It is some 50 miles of concrete highway.
We pay for a single fighter with a half million bushels of wheat.
We pay for a single destroyer with new homes that could have housed more than 8,000 people.
This, I repeat, is the best way of life to be found on the road the world has been taking.
This is not a way of life at all, in any true sense. Under the cloud of threatening war, it is humanity hanging from a cross of iron.
These plain and cruel truths define the peril and point the hope that come with this spring of 1953.
This is one of those times in the affairs of nations when the gravest choices must be made, if there is to be a turning toward a just and lasting peace.
It is a moment that calls upon the governments of the world to speak their intentions with simplicity and with honest.
It calls upon them to answer the questions that stirs the hearts of all sane men: is there no other way the world may live?
The world knows that an era ended with the death of Joseph Stalin. The extraordinary 30-year span of his rule saw the Soviet Empire expand to reach from the Baltic Sea to the Sea of Japan, finally to dominate 800 million souls.
The Soviet system shaped by Stalin and his predecessors was born of one World War. It survived the stubborn and often amazing courage of second World War. It has lived to threaten a third.
Now, a new leadership has assumed power in the Soviet Union. It links to the past, however strong, cannot bind it completely. Its future is, in great part, its own to make.
This new leadership confronts a free world aroused, as rarely in its history, by the will to stay free.
This free world knows, out of bitter wisdom of experience, that vigilance and sacrifice are the price of liberty.
It knows that the defense of Western Europe imperatively demands the unity of purpose and action made possible by the North Atlantic Treaty Organization, embracing a European Defense Community.
It knows that Western Germany deserves to be a free and equal partner in this community and that this, for Germany, is the only safe way to full, final unity.
It knows that aggression in Korea and in southeast Asia are threats to the whole free community to be met by united action.
This is the kind of free world which the new Soviet leadership confront. It is a world that demands and expects the fullest respect of its rights and interests. It is a world that will always accord the same respect to all others.
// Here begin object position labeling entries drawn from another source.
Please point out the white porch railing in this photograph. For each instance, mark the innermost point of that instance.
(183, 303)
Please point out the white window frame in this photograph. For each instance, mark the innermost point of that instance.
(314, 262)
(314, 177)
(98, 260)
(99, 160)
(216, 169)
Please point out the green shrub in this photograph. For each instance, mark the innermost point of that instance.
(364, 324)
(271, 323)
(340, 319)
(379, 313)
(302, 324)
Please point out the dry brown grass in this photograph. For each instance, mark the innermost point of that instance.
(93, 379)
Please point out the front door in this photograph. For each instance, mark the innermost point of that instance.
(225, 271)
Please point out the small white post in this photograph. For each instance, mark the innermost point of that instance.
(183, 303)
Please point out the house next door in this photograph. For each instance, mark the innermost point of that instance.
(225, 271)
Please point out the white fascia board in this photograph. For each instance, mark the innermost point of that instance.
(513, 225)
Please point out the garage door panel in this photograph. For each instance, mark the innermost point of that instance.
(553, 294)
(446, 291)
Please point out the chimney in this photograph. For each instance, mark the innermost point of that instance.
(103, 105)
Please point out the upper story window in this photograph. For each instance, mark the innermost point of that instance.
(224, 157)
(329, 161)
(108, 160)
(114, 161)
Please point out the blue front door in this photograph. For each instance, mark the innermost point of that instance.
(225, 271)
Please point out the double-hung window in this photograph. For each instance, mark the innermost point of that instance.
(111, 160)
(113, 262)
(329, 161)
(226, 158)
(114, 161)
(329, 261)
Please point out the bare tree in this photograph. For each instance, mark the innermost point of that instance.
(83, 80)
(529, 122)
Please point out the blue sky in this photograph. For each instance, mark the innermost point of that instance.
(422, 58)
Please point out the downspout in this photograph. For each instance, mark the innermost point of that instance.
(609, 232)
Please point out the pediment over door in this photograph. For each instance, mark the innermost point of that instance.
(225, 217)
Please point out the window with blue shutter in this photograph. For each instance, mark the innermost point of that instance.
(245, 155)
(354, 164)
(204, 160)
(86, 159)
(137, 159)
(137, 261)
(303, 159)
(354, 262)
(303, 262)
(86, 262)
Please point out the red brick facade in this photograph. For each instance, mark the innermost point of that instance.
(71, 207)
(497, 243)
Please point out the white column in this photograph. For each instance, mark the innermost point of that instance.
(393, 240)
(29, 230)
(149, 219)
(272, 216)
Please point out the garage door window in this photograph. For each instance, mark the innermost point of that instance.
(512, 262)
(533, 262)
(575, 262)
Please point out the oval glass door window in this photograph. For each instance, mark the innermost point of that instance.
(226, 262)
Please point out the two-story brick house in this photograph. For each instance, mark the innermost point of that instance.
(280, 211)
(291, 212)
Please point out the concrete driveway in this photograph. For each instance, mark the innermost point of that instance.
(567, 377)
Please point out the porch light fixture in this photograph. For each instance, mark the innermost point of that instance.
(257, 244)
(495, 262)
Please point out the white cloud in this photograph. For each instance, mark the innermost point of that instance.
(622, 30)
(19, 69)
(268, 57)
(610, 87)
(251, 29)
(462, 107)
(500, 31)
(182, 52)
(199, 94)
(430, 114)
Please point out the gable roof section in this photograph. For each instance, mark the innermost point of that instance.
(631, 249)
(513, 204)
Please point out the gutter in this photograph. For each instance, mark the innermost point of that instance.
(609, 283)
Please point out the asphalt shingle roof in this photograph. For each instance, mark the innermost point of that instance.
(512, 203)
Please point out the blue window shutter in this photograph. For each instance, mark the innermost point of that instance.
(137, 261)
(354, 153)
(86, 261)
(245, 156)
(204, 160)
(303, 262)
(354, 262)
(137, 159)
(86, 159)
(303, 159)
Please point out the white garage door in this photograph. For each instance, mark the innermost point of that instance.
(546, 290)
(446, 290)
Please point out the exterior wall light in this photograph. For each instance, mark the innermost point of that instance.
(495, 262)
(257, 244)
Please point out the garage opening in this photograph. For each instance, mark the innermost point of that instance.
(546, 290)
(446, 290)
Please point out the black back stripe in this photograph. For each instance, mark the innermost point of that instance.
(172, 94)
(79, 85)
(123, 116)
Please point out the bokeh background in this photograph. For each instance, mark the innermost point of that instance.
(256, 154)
So the new Soviet leadership now has a precious opportunity to awaken, with the rest of the world, to the point of peril reached and to help turn the tide of history.
Will it do this?
We do not yet know. Recent statements and gestures of Soviet leaders give some evidence that they may recognize this critical moment.
We welcome every honest act of peace.
We care nothing for mere rhetoric.
We are only for sincerity of peaceful purpose attested by deeds. The opportunities for such deeds are many. The performance of a great number of them waits upon no complex protocol but upon the simple will to do them. Even a few such clear and specific acts, such as the Soviet Union's signature upon the Austrian treaty or its release of thousands of prisoners still held from World War II, would be impressive signs of sincere intent. They would carry a power of persuasion not to be matched by any amount of oratory.
This we do know: a world that begins to witness the rebirth of trust among nations can find its way to a peace that is neither partial nor punitive.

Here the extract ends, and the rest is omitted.